Toutefois, si le DD contient des déictiques pouvant renvoyer à l’énonciateur premier (notamment un pronom de 1ère personne du pluriel), selon est inadéquat, car l’orientation énonciative de « selon Brant » et « chez nous » est divergente :

(182) „Das ist de facto ein Bürgerkrieg der Leute, die das Geld und die Macht haben, sich zu schützen“, meint Vinicius Caldeira Brant, Soziologe beim brasilianischen Zentrum für Analyse und Planung Cebrap. „In Europa“, so Brant, der selbst wiederholt Opfer der bis 1985 herrschenden Militärs wurde, „leben die Gewalttäter hinter den Mauern, bei uns sind es die Wohlhabenden.“ (Martin und Schumann, Die Globalisierungsfalle : 237)

« Il s’agit de facto d’une guerre civile menée par les gens qui ont suffisamment d’argent et de pouvoir pour se protéger », estime Vinicius Caldeira Brant, sociologue au Cebrap, le centre d’analyse et de planification brésilien. « En Europe, dit Brant, qui a lui-même été victime à plusieurs reprises des militaires au pouvoir jusqu'en 1985, ce sont les criminels qui vivent derrière des murs ; chez nous, ce sont les riches. » (Mannoni : 225)

* « En Europe, selon Brant, qui a lui-même été victime à plusieurs reprises des militaires au pouvoir jusqu’en 1985, ce sont les criminels qui vivent derrière des murs ; chez nous, ce sont les riches. »

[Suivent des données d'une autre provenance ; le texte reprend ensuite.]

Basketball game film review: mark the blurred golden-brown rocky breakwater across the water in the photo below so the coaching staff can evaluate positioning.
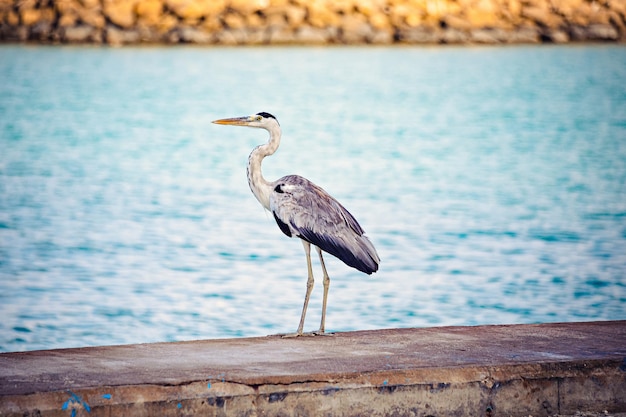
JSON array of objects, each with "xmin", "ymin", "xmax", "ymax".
[{"xmin": 0, "ymin": 0, "xmax": 626, "ymax": 45}]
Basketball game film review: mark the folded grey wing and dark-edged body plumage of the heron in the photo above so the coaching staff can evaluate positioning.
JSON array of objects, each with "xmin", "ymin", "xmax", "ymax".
[{"xmin": 270, "ymin": 175, "xmax": 380, "ymax": 274}]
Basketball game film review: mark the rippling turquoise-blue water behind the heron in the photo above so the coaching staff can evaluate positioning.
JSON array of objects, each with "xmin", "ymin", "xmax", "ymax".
[{"xmin": 0, "ymin": 45, "xmax": 626, "ymax": 351}]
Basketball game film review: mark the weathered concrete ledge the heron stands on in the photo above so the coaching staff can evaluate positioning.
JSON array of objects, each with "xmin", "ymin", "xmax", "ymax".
[{"xmin": 0, "ymin": 321, "xmax": 626, "ymax": 416}]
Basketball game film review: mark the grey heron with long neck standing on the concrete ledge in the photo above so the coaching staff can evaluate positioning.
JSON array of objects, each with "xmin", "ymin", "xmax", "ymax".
[{"xmin": 213, "ymin": 112, "xmax": 380, "ymax": 336}]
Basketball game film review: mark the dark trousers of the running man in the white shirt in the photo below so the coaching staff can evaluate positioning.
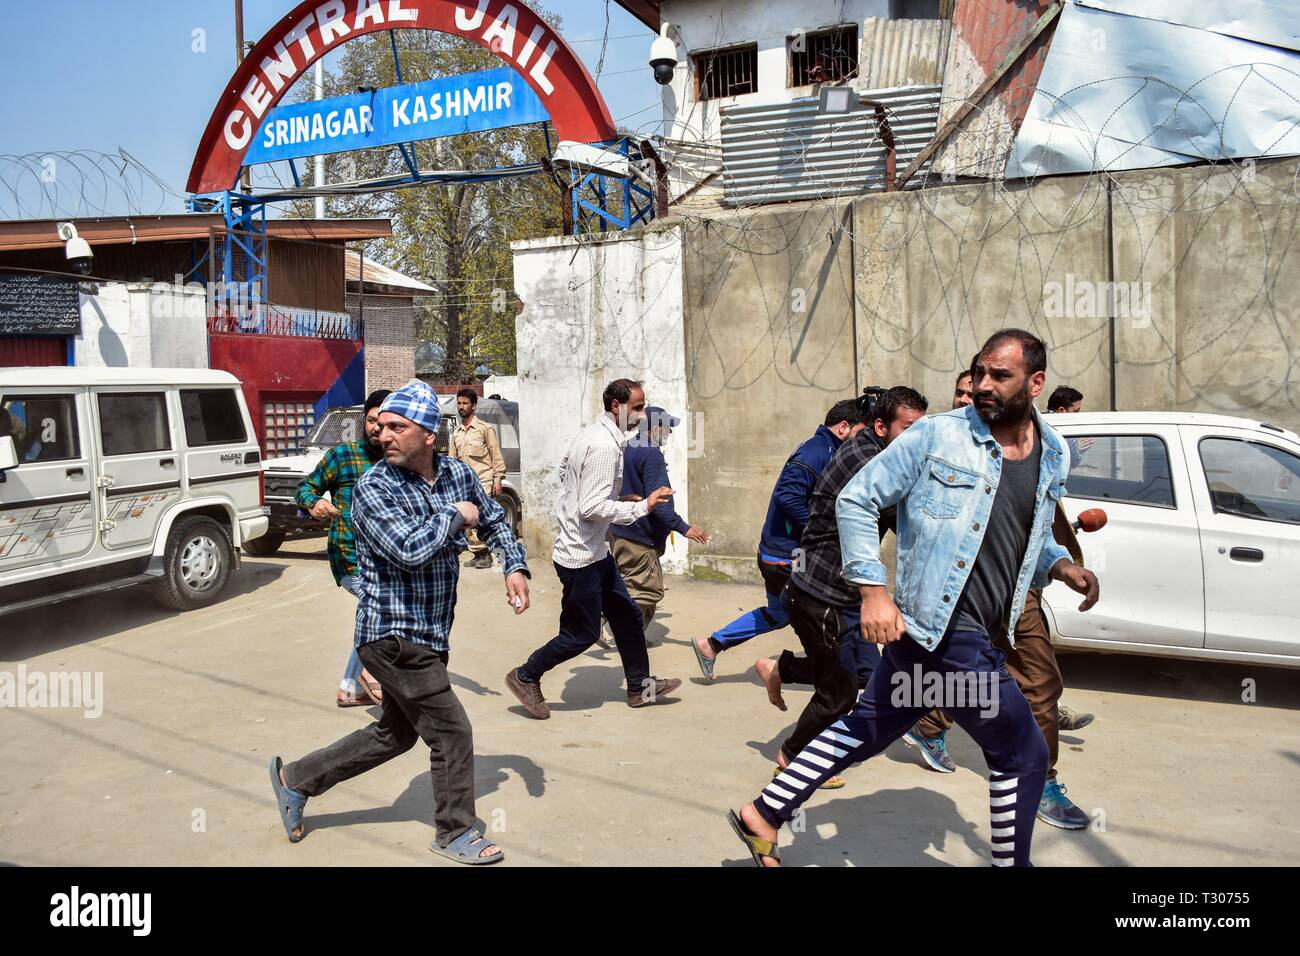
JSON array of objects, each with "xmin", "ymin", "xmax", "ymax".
[{"xmin": 517, "ymin": 554, "xmax": 650, "ymax": 691}]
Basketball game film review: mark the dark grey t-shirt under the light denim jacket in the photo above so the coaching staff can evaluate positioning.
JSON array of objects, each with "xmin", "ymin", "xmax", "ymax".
[{"xmin": 949, "ymin": 429, "xmax": 1043, "ymax": 639}]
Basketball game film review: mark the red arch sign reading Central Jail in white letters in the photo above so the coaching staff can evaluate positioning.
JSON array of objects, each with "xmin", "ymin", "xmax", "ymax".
[{"xmin": 186, "ymin": 0, "xmax": 616, "ymax": 193}]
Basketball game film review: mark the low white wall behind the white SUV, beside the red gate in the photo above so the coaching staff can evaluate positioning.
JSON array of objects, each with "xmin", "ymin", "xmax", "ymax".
[{"xmin": 73, "ymin": 282, "xmax": 208, "ymax": 368}]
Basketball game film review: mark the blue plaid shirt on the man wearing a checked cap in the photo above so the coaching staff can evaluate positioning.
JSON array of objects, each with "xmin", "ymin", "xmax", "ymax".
[{"xmin": 352, "ymin": 455, "xmax": 532, "ymax": 652}]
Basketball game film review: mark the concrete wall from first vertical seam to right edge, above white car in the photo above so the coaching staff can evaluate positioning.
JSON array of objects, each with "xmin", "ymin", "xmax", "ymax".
[{"xmin": 854, "ymin": 160, "xmax": 1300, "ymax": 429}]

L’impossibilité de choisir un introducteur de cadre de discours explique dans le cas précédent l’emploi d’un verbe introducteur. Si la traduction employait « selon Brant », « chez nous » serait lu comme du discours premier, incluant donc l’énonciateur du texte. De plus, lorsque le propos a une portée générale, selon peut ne pas convenir. Dans l’exemple suivant, selon ne pourrait pas être employé dans le texte cible, car il serait incongru de présenter la loi comme l’émanation du point de vue d’une personne.

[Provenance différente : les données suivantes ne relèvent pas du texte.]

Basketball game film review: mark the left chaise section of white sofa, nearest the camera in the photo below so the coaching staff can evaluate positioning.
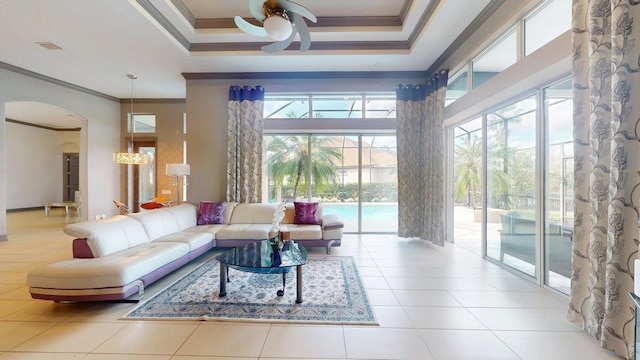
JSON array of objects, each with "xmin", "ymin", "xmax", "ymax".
[{"xmin": 27, "ymin": 204, "xmax": 213, "ymax": 301}]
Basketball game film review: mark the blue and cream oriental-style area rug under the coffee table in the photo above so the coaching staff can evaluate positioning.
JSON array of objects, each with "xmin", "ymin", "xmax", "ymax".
[{"xmin": 124, "ymin": 256, "xmax": 377, "ymax": 325}]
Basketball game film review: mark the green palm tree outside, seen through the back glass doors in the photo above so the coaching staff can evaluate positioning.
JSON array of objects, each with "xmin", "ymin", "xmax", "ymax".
[{"xmin": 267, "ymin": 135, "xmax": 342, "ymax": 199}]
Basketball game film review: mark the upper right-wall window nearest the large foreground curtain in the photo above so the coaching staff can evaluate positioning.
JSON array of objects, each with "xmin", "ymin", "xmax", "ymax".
[{"xmin": 524, "ymin": 0, "xmax": 571, "ymax": 56}]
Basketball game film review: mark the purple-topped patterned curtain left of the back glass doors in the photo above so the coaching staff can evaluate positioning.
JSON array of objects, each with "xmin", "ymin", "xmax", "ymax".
[{"xmin": 227, "ymin": 86, "xmax": 264, "ymax": 202}]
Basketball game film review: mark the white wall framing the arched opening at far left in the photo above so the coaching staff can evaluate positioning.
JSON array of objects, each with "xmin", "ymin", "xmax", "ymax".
[{"xmin": 0, "ymin": 68, "xmax": 121, "ymax": 240}]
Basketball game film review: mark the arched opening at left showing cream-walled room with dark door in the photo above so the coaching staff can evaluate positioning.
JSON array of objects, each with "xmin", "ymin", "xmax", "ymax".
[{"xmin": 3, "ymin": 101, "xmax": 87, "ymax": 235}]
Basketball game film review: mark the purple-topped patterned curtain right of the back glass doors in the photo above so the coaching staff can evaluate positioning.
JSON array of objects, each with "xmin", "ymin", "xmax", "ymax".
[{"xmin": 396, "ymin": 70, "xmax": 449, "ymax": 246}]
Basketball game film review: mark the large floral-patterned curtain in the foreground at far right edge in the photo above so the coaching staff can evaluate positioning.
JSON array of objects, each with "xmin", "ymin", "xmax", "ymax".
[{"xmin": 568, "ymin": 0, "xmax": 640, "ymax": 359}]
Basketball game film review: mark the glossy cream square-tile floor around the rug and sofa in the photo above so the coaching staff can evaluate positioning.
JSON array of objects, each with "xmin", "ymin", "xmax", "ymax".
[{"xmin": 0, "ymin": 210, "xmax": 619, "ymax": 360}]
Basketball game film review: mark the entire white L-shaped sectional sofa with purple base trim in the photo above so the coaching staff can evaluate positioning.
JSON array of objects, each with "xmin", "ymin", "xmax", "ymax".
[{"xmin": 27, "ymin": 203, "xmax": 343, "ymax": 302}]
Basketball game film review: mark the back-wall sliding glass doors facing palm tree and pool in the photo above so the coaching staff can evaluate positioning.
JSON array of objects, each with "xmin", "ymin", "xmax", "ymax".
[{"xmin": 264, "ymin": 134, "xmax": 398, "ymax": 233}]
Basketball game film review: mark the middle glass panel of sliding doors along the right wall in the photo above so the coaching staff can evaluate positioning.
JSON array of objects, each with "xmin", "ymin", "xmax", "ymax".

(183) Innerhalb der Ghetto-Mauern dürfen die Wachleute auf jeden Fremden schießen, auch wenn er niemanden bedroht und nicht bewaffnet ist. „Wer einen Eindringling auf seinem Privatbesitz erschießt“, so Sandorf, „ist in Brasilien immer im Recht.“ (Martin und Schumann, Die Globalisierungsfalle : 237)

Dans l’enceinte du ghetto, les gardiens sont autorisés à tirer sur n’importe quel étranger, même s’il ne menace personne, même s’il n est pas armé. « Au Brésil, lorsqu’on abat un intrus sur son terrain privé, on est toujours dans son droit », explique Sandorf. (Mannoni : 224-225)

* Dans l’enceinte du ghetto, les gardiens sont autorisés à tirer sur n’importe quel étranger, même s’il ne menace personne, même s’il n est pas armé. « Au Brésil, lorsqu’on abat un intrus sur son terrain privé, on est toujours dans son droit », selon Sandorf.

Il faut vérifier, dans la partie suivante, si le choix de verbes introducteurs pour traduire so

s’explique par l’impossibilité de choisir un introducteur de cadre de discours.